Previous week Up Next week

Hello

Here is the latest Caml Weekly News, for the week of October 25 to November 01, 2011.

  1. [JOB] OCaml Developer at Jane Street
  2. Async, a monadic concurrency library
  3. Other Caml News

[JOB] OCaml Developer at Jane Street

Archive: https://sympa-roc.inria.fr/wws/arc/caml-list/2011-10/msg00119.html

Yaron Minsky announced:
Jane Street is looking to hire functional programmers for our offices
in New York, London and Hong Kong.  We're looking for both interns for
this upcoming summer as well as full-time hires.

Jane Street has the largest team of OCaml developers in any industrial
setting, and probably the world's largest OCaml codebase. We use OCaml
for running our entire business, supporting everything from
statistical research to systems administration to automated trading
systems.  If you're interested in using OCaml to solve real-world
problems, there's no better place.

Jane Street has (in my humble opinion) a great work environment.  It
has a very informal feel --- if you dress much nicer than a t-shirt in
jeans, you'll look out of place --- but it's also an intellectually
challenging place where you get to wrestle with hard problems and
learn about the subject matter of trading, a fascinating field in its
own right.  There's also a strong focus on education, with both on the
job training and a system of formal classes.  

We also have a strong commitment to OCaml and to open-source software.
We released our Core suite of libraries a few years back, and we
continue to extend the reach of our public releases.  And we have and
will continue to financially support projects to improve the OCaml
ecosystem.

Compensation is more than competitive, and no prior experience with
finance is required.

Here are some resources you can use to learn more about Jane Street
and what we do.

- A talk I gave at CMU about how and why we use OCaml
  http://ocaml.janestreet.com/?q=node/61
- Our technical blog: http://ocaml.janestreet.com

If you want to get a flavor of our approach to software, you might be
interested in looking at Async, a monadic concurrency library we just
released:

  http://ocaml.janestreet.com/?q=node/100

Follow this link to apply:

  http://janestreet.com/apply
      

Async, a monadic concurrency library

Archive: https://sympa-roc.inria.fr/wws/arc/caml-list/2011-10/msg00121.html?checked_cas=2

Yaron Minsky announced:
While we're in the announcing mood, I wanted to announce the first
public release of Async, Jane Street's monadic concurrency library.

You can find out more about Async here:

   http://ocaml.janestreet.com/?q=node/100
      
Cedric Cellier asked and Yaron Minsky replied:
> While comparing async and lwt you forget to mention
> performances.

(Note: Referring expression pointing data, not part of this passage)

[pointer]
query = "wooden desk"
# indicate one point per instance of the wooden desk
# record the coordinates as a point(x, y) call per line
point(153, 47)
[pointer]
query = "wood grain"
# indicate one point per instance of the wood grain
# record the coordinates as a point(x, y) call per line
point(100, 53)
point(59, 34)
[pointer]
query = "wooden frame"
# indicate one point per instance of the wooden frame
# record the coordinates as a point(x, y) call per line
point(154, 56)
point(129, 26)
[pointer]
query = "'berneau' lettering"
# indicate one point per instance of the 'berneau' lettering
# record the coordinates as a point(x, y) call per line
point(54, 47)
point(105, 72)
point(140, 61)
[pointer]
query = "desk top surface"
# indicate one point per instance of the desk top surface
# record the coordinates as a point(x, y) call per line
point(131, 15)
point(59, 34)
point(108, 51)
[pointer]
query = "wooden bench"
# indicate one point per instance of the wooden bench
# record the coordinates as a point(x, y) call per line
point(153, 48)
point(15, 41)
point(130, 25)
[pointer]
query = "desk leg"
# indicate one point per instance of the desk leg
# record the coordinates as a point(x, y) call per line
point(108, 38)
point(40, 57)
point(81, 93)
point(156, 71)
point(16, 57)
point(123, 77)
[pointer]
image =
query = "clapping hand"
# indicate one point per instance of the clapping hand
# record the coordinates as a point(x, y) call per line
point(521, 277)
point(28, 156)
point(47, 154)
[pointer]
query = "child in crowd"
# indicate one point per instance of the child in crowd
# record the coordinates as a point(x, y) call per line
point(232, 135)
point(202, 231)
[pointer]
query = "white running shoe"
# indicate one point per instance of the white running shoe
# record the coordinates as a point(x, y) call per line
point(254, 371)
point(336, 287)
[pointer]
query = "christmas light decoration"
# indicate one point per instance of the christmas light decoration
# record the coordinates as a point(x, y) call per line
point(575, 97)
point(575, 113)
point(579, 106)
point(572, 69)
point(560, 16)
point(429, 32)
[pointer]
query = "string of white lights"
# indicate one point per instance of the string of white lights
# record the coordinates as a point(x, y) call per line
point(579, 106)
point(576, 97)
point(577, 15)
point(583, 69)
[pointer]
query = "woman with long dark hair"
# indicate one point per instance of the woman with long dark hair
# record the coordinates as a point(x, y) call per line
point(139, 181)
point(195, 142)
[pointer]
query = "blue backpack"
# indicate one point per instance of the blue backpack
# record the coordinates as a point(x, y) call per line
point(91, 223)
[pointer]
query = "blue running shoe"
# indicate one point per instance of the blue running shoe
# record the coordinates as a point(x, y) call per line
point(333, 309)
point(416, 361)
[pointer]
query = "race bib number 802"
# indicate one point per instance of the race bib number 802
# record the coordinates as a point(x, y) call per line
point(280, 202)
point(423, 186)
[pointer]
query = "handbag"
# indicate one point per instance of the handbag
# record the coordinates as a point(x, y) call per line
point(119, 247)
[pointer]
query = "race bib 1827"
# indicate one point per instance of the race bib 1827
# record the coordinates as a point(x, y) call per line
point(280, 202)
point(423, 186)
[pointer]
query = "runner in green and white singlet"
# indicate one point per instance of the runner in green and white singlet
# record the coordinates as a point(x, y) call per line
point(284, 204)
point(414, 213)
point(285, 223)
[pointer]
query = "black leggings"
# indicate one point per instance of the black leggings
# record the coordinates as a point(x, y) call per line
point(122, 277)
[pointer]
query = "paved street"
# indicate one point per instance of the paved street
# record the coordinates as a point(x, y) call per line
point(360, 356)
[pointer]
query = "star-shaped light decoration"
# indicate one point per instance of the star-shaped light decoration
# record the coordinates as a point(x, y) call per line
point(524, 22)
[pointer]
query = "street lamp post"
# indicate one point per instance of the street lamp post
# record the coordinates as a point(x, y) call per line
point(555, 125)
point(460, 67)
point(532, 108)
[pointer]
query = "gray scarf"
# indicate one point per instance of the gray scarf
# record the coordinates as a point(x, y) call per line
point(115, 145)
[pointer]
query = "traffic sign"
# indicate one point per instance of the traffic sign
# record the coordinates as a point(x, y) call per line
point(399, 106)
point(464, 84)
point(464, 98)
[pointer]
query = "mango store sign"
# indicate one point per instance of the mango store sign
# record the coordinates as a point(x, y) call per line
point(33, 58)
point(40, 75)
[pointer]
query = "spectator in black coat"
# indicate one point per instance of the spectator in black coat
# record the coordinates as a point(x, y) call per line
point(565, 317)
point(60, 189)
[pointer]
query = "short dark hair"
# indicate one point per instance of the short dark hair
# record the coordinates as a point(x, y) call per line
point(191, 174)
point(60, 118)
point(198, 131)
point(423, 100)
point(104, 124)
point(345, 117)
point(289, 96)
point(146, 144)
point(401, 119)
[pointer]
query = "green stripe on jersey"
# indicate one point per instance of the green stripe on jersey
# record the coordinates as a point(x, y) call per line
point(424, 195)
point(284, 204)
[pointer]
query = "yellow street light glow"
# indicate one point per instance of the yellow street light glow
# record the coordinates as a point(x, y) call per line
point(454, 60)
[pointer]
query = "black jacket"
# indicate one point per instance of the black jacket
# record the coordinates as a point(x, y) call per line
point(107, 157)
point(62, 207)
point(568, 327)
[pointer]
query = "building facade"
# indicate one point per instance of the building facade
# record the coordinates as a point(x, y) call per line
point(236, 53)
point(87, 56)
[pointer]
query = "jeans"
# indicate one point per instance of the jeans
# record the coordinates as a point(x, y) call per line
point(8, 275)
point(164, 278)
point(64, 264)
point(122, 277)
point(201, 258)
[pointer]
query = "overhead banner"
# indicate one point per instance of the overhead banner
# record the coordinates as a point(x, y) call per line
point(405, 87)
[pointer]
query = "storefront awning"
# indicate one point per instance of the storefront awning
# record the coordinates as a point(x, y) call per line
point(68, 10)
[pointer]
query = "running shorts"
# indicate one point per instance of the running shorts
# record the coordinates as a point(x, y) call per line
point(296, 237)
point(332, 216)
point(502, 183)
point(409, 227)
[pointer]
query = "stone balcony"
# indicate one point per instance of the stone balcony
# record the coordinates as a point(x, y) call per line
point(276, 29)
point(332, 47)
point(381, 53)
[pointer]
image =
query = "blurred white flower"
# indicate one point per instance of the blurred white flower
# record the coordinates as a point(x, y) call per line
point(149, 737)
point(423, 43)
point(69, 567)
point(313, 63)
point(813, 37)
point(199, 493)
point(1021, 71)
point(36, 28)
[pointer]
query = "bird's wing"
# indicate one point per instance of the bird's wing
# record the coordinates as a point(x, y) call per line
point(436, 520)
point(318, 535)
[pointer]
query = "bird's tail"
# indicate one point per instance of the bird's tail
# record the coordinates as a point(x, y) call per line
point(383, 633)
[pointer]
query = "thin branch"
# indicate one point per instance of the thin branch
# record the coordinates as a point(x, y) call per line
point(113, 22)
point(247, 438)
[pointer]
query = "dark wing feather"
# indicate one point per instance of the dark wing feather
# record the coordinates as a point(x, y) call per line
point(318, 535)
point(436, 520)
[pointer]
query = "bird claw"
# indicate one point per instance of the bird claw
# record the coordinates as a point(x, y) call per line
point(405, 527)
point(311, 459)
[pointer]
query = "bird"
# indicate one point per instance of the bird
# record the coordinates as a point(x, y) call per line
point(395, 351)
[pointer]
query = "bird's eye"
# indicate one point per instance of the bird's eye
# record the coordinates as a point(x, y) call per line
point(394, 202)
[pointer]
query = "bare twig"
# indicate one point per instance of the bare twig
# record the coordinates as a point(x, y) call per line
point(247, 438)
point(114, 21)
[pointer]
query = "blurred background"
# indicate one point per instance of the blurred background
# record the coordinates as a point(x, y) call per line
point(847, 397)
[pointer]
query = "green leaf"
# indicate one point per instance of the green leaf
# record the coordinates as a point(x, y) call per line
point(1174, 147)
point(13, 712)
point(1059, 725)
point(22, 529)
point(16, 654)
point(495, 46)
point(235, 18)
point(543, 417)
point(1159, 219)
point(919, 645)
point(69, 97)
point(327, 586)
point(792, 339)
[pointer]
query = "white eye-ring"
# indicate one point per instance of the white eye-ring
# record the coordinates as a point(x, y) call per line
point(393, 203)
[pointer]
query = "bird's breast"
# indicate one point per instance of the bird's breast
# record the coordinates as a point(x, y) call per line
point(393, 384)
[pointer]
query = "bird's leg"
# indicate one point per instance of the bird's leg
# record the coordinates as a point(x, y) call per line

Didn't you run any benchmark with some result to share ?
> Or are Async performances irrelevant to your use cases so you never
> benchmarked ?

Perhaps surprisingly, while we've benchmarked and tuned the
performance of Async, but we've never done the same for Lwt.

This has to do with history as much as anything else.  We wrote the
first version of Async years ago, when Lwt was much less mature.  We
looked at Lwt at the time and decided that there were several design
choices that made it unsuitable for our purposes, so we wrote Async.
We've looked back at Lwt for inspiration over the years, but we've
never again had the question in front of us as to whether to use Lwt
or Async, so doing the benchmarking has never been high on our list.

We do have some guesses about how performance differs.  For example,
Lwt's bind is faster than Async's bind because of different
interleaving policies: Lwt can run the right-hand side of a bind
immediately, whereas in Async, it's always scheduled to run later, so
that's more work that Async has to do in.  That said, we prefer the
semantics of Async's bind, even though it has a performance cost.
(You can easily implement Lwt-style bind.)

Another thing to note for any intrepid benchmarkers is that the
released version of Async is missing a useful feature that is already
available in our development trunk, which is tail-recursive bind.  In
the released version, the following loop:

let rec loop () =
   after (sec 30.)
   >>= fun () ->
   printf ".%!";
   loop ()

will allocate an unbounded amount of space, creating one deferred
value every 30 seconds.  In our development trunk bind is
tail-recursive, but that hasn't gotten to the public release yet.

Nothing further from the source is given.